1. An embedded attitude estimation method based on unmanned aerial vehicle scout images is characterized by specifically comprising the following steps:

step 1: acquiring an original unmanned aerial vehicle scout image data set, and performing data enhancement processing on the original unmanned aerial vehicle scout image data set;

step 2: performing labeling processing on the original unmanned aerial vehicle reconnaissance image data set obtained in the step 1 to obtain a training data set with a label;

and step 3: constructing a lightweight attitude estimation network, and training the lightweight attitude estimation network by using the training data set;

and 4, step 4: the method comprises the steps of obtaining an unmanned aerial vehicle scout image to be processed, preprocessing the unmanned aerial vehicle scout image, inputting the preprocessed unmanned aerial vehicle scout image into a trained lightweight attitude estimation network to obtain a portrait feature map, and estimating the portrait attitude according to the portrait feature map.

2. The embedded pose estimation method according to claim 1, wherein in step 1, the data enhancement process comprises dilation, erosion and bilateral filtering operations.

3. The embedded pose estimation method according to claim 1, wherein in the step 2, labeling processing for adding labels is realized by an image labeling tool.

4. The embedded pose estimation method of claim 1, wherein in step 3, the lightweight pose estimation network comprises a convolutional layer, a pooling layer, a channel separation module, a multi-level hourglass network composed of a plurality of pyramid residual modules, and a channel mixing module.

5. The embedded pose estimation method of claim 4, wherein the convolutional layers are depth separable convolutional layers, including depth convolution processing and point convolution processing.
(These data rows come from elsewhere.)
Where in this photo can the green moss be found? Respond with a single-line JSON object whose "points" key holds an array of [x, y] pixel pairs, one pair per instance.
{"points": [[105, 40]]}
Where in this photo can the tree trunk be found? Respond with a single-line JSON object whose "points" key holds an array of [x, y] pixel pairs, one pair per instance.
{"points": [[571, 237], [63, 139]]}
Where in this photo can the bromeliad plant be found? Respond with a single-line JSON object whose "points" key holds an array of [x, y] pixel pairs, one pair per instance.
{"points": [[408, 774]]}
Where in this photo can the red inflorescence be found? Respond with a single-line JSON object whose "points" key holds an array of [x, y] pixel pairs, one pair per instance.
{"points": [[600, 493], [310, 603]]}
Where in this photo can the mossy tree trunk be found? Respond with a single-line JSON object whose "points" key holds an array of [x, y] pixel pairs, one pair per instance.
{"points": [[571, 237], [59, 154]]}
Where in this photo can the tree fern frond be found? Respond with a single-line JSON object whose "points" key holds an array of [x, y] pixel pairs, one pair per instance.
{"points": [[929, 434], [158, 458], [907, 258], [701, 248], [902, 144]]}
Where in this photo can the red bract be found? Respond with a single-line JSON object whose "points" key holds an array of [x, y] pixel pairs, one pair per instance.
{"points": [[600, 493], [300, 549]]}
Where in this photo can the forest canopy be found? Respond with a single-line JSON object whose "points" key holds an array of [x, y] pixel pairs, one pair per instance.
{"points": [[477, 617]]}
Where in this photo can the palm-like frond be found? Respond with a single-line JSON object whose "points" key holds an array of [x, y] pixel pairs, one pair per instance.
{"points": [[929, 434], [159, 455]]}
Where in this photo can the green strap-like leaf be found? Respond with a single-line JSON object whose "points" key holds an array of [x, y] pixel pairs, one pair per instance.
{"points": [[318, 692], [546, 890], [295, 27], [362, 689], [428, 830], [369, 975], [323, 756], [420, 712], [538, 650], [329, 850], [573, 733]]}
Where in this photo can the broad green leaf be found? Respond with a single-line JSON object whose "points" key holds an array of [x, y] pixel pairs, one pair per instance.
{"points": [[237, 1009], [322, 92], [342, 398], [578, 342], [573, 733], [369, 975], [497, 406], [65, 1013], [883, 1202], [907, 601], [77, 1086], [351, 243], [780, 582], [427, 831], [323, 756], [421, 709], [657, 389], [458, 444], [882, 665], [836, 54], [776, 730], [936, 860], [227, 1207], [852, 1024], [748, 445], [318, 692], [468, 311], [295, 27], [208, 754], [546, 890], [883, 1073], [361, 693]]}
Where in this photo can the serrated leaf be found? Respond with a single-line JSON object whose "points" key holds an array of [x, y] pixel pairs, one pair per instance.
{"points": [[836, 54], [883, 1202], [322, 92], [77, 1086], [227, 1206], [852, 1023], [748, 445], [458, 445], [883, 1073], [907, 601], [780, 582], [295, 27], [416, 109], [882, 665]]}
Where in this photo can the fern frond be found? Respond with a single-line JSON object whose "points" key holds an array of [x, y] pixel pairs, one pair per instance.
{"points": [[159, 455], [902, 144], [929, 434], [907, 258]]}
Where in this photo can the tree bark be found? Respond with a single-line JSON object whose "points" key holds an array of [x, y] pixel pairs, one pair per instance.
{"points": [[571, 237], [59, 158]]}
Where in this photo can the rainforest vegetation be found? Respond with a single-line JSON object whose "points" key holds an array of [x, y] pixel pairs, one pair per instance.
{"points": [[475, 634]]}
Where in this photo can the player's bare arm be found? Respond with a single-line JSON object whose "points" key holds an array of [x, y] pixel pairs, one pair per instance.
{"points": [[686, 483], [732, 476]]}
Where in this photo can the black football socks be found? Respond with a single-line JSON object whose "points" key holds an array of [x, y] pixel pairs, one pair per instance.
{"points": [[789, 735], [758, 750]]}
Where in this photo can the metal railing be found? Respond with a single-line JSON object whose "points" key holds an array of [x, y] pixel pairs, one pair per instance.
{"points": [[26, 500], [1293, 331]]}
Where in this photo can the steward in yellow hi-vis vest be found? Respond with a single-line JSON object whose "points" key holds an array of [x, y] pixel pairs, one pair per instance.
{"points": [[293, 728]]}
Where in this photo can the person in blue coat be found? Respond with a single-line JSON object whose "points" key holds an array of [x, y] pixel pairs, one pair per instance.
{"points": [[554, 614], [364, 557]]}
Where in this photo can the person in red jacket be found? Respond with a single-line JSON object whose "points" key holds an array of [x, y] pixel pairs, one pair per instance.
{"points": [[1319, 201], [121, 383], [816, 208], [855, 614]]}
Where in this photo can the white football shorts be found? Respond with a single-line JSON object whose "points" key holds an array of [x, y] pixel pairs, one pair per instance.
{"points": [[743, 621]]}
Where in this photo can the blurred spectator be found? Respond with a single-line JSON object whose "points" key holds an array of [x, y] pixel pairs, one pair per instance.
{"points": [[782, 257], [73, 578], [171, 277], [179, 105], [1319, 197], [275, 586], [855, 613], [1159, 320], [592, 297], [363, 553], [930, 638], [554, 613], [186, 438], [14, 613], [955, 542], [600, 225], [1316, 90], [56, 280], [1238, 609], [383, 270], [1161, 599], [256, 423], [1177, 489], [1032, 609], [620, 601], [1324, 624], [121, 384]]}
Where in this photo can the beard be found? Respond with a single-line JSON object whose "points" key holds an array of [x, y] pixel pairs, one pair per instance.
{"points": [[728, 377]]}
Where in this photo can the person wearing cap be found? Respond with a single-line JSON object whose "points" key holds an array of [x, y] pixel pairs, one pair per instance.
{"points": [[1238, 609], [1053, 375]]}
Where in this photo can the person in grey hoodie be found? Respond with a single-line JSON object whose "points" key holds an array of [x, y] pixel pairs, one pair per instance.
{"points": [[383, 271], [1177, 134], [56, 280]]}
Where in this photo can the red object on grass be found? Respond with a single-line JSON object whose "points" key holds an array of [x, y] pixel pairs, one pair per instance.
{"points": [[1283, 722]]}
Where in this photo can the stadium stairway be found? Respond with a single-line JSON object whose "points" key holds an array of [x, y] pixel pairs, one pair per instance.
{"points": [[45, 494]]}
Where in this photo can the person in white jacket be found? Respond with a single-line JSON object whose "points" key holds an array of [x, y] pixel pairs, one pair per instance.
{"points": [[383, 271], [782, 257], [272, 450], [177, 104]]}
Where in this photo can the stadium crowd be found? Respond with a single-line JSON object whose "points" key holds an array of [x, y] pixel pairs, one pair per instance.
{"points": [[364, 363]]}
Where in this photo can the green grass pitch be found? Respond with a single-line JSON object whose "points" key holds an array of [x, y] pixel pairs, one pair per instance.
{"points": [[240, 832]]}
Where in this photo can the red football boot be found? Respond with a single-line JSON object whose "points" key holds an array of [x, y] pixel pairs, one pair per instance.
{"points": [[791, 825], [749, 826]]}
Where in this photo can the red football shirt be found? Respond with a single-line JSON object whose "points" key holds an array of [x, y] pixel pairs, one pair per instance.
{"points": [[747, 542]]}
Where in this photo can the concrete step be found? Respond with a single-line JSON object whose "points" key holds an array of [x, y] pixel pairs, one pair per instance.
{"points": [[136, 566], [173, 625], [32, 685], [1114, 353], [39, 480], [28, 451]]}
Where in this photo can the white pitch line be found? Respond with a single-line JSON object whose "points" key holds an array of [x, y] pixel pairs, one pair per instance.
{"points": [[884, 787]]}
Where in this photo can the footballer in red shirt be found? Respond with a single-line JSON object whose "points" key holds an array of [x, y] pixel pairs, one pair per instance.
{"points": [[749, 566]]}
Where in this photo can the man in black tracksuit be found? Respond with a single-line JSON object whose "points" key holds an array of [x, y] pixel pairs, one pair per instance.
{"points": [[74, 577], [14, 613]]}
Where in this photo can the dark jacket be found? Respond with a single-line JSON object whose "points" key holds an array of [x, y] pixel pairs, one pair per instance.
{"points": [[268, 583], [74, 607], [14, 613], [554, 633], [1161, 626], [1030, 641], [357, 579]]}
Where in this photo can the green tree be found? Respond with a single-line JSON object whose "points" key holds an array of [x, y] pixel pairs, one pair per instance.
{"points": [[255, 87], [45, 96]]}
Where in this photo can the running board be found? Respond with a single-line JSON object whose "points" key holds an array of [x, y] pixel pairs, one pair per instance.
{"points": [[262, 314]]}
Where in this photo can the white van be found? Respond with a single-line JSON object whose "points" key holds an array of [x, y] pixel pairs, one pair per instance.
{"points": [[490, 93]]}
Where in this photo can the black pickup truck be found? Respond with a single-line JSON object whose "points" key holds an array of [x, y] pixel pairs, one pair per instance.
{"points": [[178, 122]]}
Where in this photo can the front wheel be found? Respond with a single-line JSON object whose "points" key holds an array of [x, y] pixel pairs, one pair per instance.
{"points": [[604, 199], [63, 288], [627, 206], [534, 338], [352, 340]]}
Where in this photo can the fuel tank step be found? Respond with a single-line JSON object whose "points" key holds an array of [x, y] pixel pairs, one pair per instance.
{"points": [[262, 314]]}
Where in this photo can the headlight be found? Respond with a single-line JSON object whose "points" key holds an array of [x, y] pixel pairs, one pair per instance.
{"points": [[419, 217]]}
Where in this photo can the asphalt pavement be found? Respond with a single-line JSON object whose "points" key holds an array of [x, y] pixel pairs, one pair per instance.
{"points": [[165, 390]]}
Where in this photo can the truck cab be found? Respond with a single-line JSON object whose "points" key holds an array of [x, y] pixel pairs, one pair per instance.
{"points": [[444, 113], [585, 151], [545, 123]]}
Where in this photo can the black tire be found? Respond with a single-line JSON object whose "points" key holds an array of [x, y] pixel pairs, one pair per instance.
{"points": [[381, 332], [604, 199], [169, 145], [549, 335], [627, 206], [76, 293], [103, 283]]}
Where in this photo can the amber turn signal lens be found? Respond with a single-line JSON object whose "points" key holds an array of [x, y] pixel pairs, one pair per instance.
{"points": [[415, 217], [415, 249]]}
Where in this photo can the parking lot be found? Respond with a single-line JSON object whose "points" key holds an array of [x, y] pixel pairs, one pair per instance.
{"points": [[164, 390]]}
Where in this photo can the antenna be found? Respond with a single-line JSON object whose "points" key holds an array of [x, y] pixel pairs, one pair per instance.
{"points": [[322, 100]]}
6. The embedded pose estimation method of claim 5, wherein the depth separable convolutional layer is specifically operable to:

wherein K, M, O are all positive integers.

7. The embedded pose estimation method of claim 4, wherein the channel separation module comprises a plurality of independent feature channels.

8. The embedded pose estimation method according to claim 4, wherein the step 4 specifically comprises:

step 42: inputting the unmanned aerial vehicle scout image obtained in the step 41 into the trained lightweight attitude estimation network, and performing pooling and convolution to obtain a first characteristic diagram;

step 43: after the first characteristic diagram is input into the multi-stage hourglass network through the channel separation module, a plurality of second characteristic diagrams are output;

9. A computer-readable storage medium, on which a computer program is stored which, when being executed by a processor, carries out the steps of the method according to any one of claims 1 to 8.

10. A computer device comprising a memory, a processor and a computer program stored on the memory and executable on the processor, characterized in that the steps of the method according to any of claims 1 to 8 are implemented when the program is executed by the processor.